The sight of the beach is so dramatic it makes Simon stop in his tracks. The waves are crashing against the shore, dark and powerful, and he can see the lighthouse in the distance, stood on jagged rocks, like something out of a painting,

His whole world is full of drama — demons, and angels, and blood; New York City by night — but there’s a breathtaking _focus_ here, a startling reality trapped in a moment. It’s stark and dangerous and _beautiful_ , and Simon feels more alive that he has in a long time.

He can feel Jace’s eyes on his face, then his fingers tangling with Simon’s, and somewhere in the back of his mind Simon knows that it should be strange, should be out of place, except right now it’s exactly what he needs.

“It feels like magic, doesn’t it?” Jace says, and Simon’s relieved to hear his own awe echoed there.

“It feels like _more_ ,” Simon says, and Jace nods.

They stand and watch the waves roll out until the last of the sunlight’s melted away, and then walk slowly back to the van. Jace is still holding his hand, and Simon doesn’t want to break the spell by saying something, but his head is starting to spin with questions.

Jace tugs him inside the van and there’s an awkward dance as they try and manoeuvre the small space, but eventually Simon’s sitting on the bed, back against the wall, and Jace is sliding in next to him, all elbows and knees, a break in his usually graceful mask.

Simon wants to ask why Jace brought him here, wants to say _'thank you’_ , wants to not say anything at all in case this turns out not to be real.

“Did you kidnap me and bring me to the beach to seduce me?” he says instead of any of that, and then squeezes his eyes shut, wondering if he can reverse time just by wishing hard enough.

Jace freezes next to him. Simon can feel the tension everywhere they touch, and it makes him even more aware of just how close they’re sitting. 

He wants to apologize, make a joke, run away with every bit of his vampire speed, but Jace is between him and the door and it would involve even _more_ touching in order to make his escape, and _geez_ —

“Is it working?” Jace says, eventually. 

“Um,” Simon says, opening his eyes in time to see the flush that spreads over Jace’s neck. “What?”

Jace shrugs, meeting Simon’s eye defensively, and Simon’s pretty sure his brain whites out for a moment.

“No,” he says, “sorry. Nope. No shrugging. This is one of those times when you’re _definitely_ going to have to use words. Preferably ones with more than four letters.”

“Fuck you,” Jace says, pointedly, and Simon can’t help his desperate laugh.

“Yes,” he says, choking on air, “that seems to be what we’re talking about.”

Jace turns even redder. “I just thought you’d like it,” he says harshly, eyes dropping to where his fingers are fisted in the bedsheets.

Behind the brusque exterior he looks _scared_ , and Simon didn’t mean to do that, didn’t know he _could_ , and _geez_ , isn’t that a revelation. It doesn’t make any sense, except that really, _truly_ , underneath it all—?

It _does_.

“Okay,” Simon says, thinking about insults meant to make Jace’s eyes spark and touches he can’t forget. “Okay.”

Jace looks up from beneath his lashes, and _wow_ , yes, Simon _gets it_ already. “Okay?” he asks, and it’s almost vulnerable and completely terrifying.

“Yeah,” Simon says. “I mean, no, we definitely need to talk about this, which is going to suck for both of us — mostly you — but in the most general terms…Yeah. Okay.”
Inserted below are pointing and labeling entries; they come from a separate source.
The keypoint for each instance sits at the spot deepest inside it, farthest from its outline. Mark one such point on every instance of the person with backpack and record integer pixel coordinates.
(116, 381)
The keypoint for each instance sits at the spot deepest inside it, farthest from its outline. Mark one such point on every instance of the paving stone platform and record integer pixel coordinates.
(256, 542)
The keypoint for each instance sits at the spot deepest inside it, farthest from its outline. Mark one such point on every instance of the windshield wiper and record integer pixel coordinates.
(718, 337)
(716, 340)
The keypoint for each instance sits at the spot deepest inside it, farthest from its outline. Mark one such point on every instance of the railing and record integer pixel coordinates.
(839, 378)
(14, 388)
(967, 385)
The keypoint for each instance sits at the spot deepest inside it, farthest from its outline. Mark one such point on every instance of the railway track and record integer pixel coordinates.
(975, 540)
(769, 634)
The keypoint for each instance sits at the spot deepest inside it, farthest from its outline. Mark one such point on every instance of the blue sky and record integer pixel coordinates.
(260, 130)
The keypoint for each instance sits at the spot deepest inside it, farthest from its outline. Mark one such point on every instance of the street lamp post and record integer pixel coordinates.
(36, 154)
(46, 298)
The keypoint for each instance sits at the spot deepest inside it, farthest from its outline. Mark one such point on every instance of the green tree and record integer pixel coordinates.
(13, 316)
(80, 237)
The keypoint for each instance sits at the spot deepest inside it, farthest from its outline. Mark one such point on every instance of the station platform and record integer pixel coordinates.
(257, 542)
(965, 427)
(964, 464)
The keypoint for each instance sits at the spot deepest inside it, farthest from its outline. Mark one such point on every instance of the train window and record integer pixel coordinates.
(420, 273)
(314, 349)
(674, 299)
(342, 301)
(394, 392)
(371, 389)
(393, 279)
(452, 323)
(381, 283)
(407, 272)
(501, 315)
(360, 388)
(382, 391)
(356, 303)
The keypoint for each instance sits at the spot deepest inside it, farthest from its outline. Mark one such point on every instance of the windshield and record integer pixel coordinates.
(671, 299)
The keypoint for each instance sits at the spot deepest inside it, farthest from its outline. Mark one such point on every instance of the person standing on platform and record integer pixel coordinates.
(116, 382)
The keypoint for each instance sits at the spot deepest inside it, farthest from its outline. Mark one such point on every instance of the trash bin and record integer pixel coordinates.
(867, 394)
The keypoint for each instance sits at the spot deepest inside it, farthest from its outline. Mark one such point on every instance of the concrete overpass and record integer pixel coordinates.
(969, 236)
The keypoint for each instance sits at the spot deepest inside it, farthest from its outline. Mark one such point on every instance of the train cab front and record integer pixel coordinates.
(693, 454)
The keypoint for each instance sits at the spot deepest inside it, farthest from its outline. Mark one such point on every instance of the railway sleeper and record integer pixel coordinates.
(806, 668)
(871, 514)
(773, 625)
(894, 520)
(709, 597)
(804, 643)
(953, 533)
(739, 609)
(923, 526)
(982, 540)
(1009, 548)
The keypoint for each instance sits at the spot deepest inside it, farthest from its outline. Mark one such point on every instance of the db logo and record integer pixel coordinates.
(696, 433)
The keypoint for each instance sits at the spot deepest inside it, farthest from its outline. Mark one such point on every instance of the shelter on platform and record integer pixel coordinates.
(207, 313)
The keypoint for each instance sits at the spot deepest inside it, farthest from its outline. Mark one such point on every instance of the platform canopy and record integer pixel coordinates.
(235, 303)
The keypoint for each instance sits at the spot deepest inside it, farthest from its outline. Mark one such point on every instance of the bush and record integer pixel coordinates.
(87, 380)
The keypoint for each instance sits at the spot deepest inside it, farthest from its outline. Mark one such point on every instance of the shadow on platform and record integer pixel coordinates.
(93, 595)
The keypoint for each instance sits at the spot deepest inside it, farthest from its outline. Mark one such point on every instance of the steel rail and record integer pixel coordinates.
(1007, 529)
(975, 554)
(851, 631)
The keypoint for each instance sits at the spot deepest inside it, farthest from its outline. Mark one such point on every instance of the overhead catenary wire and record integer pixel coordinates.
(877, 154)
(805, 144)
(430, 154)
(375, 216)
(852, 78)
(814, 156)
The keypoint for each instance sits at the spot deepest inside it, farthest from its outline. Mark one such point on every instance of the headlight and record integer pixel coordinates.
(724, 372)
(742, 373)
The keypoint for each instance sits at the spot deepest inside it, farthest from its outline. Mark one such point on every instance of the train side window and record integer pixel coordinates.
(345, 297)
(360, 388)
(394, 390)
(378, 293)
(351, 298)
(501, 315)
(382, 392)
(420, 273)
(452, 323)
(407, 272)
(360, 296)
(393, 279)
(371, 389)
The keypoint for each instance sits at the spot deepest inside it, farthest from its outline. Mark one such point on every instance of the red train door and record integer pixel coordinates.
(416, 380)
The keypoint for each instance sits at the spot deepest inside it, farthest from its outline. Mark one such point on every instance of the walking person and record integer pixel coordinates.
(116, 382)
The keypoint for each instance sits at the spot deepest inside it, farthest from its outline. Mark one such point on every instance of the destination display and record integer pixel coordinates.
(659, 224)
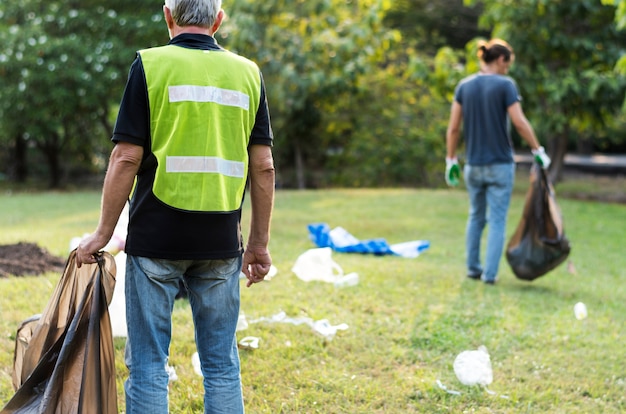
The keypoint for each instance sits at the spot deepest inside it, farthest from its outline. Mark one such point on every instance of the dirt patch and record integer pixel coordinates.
(23, 259)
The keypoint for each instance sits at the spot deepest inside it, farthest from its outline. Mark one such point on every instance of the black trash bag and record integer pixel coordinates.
(539, 243)
(64, 359)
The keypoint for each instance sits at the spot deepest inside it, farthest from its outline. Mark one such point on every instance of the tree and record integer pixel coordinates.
(63, 65)
(313, 54)
(565, 58)
(435, 24)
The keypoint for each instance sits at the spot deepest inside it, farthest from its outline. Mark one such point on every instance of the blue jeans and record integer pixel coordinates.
(213, 290)
(489, 188)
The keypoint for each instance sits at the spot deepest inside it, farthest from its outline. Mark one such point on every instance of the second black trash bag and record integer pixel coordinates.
(539, 243)
(64, 360)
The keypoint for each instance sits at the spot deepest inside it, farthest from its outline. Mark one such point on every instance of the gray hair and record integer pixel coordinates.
(194, 12)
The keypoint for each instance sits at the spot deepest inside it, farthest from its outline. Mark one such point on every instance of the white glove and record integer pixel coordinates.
(542, 158)
(453, 171)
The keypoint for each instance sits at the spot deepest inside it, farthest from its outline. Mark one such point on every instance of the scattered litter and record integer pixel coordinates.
(249, 342)
(340, 240)
(443, 387)
(326, 330)
(317, 264)
(321, 327)
(580, 311)
(474, 367)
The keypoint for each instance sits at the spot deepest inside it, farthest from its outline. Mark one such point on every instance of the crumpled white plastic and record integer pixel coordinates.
(317, 264)
(321, 327)
(474, 367)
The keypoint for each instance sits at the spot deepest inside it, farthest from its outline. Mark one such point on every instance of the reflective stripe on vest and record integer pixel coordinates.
(202, 110)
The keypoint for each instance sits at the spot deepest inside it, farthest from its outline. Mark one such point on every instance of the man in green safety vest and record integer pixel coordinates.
(192, 132)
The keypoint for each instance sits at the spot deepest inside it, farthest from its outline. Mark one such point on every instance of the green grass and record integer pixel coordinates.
(407, 318)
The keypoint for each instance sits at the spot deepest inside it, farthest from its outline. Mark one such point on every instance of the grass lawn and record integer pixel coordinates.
(407, 318)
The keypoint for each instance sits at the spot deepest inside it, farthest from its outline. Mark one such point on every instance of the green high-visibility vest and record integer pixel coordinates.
(203, 105)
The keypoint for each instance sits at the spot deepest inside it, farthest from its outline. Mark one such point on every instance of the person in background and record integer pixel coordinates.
(484, 105)
(194, 130)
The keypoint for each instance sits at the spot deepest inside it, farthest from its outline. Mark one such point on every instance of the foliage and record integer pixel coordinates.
(315, 56)
(63, 67)
(407, 318)
(429, 25)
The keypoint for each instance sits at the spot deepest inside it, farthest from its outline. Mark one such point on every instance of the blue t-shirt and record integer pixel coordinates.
(484, 100)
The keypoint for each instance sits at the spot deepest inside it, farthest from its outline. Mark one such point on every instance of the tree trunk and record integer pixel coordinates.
(51, 151)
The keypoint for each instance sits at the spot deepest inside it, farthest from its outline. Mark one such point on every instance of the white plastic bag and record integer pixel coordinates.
(474, 367)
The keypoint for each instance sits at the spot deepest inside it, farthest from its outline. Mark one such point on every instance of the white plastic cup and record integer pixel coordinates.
(580, 311)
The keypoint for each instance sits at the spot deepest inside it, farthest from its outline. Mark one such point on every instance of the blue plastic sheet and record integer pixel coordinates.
(340, 240)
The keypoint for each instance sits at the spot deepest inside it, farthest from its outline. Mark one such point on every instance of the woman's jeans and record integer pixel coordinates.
(489, 188)
(151, 286)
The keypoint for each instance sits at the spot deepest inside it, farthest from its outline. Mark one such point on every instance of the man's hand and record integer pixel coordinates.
(453, 171)
(256, 264)
(542, 158)
(88, 248)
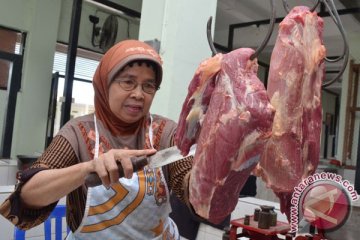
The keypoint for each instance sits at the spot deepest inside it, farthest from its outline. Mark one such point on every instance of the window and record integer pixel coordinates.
(83, 93)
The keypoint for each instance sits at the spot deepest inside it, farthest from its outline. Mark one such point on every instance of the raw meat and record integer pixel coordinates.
(294, 87)
(196, 103)
(233, 119)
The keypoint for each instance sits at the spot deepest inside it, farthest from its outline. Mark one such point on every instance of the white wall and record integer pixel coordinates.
(85, 31)
(46, 22)
(39, 18)
(181, 28)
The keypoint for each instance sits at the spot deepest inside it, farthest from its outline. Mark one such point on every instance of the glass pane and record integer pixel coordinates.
(82, 103)
(11, 41)
(5, 68)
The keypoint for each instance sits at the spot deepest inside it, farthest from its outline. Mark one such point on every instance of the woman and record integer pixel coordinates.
(134, 207)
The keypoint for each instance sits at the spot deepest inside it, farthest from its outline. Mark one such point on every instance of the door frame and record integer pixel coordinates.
(14, 86)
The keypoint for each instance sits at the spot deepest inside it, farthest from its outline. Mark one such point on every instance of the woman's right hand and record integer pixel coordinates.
(106, 165)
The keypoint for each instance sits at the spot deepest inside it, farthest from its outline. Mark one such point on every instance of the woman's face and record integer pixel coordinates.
(131, 105)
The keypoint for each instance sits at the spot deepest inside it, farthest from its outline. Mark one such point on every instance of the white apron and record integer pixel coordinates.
(136, 208)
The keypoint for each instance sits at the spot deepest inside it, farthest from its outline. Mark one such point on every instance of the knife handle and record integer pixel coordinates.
(93, 180)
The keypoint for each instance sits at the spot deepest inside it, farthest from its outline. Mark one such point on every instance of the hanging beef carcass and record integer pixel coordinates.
(228, 114)
(294, 87)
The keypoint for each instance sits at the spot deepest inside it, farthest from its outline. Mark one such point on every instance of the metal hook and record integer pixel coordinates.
(209, 37)
(268, 35)
(287, 9)
(262, 45)
(334, 14)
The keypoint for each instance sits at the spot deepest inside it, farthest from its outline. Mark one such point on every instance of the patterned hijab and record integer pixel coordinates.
(114, 60)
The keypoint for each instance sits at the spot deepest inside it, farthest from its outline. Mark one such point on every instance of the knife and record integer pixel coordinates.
(159, 159)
Jace’s eyes flick over his face, searching, and Simon sees the moment he recognizes the honesty there. Simon has no idea what he’s doing; it feels like the beach, dangerous and unfamiliar, but starkly real.

When Jace kisses him, it’s the crash of waves against the shore.

 

 

**~**

 

 

They fall asleep curled up on top of the sheets, waking up the next morning to sore limbs and angry stomachs, and Jace makes toast and heats blood whilst Simon frantically brushes his teeth. 

Simon would be unsure the night before even happened if he couldn’t hear the unsteady rush of Jace’s heart, and it’s enough of an unfair advantage that he kisses Jace first, just to even up the playing ground.

Jace doesn’t seem to mind.

They spend the morning walking along the shorefront, and Simon snaps some pictures to show Clary when they get back. They don’t talk much, but it’s not an avoidance kind of silence, just a comfortable one. 

Which, actually, is the weirdest thing to happen in the last twenty-four hours.

“I can’t believe you abducted me instead of just asking me out like a normal person, asshole,” Simon says to make up for it.

Jace raises an eyebrow. “Feel better?”

“Yes,” Simon says. “Sorry, not sorry.”

“God, you’re such a nerd,” Jace says. “Why do I even _like_ you?”

“No,” Simon says, “but that’s a really good question. You should make a list and tell it to me on the way back.”

“Wow,” Jace says, “it’s almost like you just confused me with Clary.”

Simon snorts hard enough to make his nose run, and Jace pulls a face and takes a step away from him.

“Okay, well this was fun. Shortest relationship ever, but fun.”

“Oh _please_ ,” Simon says. “I drink blood to survive; if that doesn’t gross you out, nothing will.”

“Touché,” Jace says, but he still refuses to hold Simon’s hand again until he’s washed it.

They drive into town for lunch, and Simon laughs himself hoarse watching Jace try and reverse park the camper van, complaining about small roads and tiny spaces like he’s not a New Yorker through and through. By the time they actually find somewhere to eat (and after Simon’s left an apology note on a Toyota on Jace’s behalf) Simon’s cheeks are aching enough to remind him how long it’s been since he last smiled this much.

“Thanks,” he says, and Jace looks up from his menu confused. “For abducting me, I mean.”

“Oh for…” Jace says. “I called you and asked if you were free, and you said yes.”

“Well, sure,” Simon says, “but it was under false pretences.”

“Uh huh,” Jace says. “If that helps you sleep at night.” 

“No,” Simon says, and wiggles his eyebrows ridiculously, “but I know what _would_.”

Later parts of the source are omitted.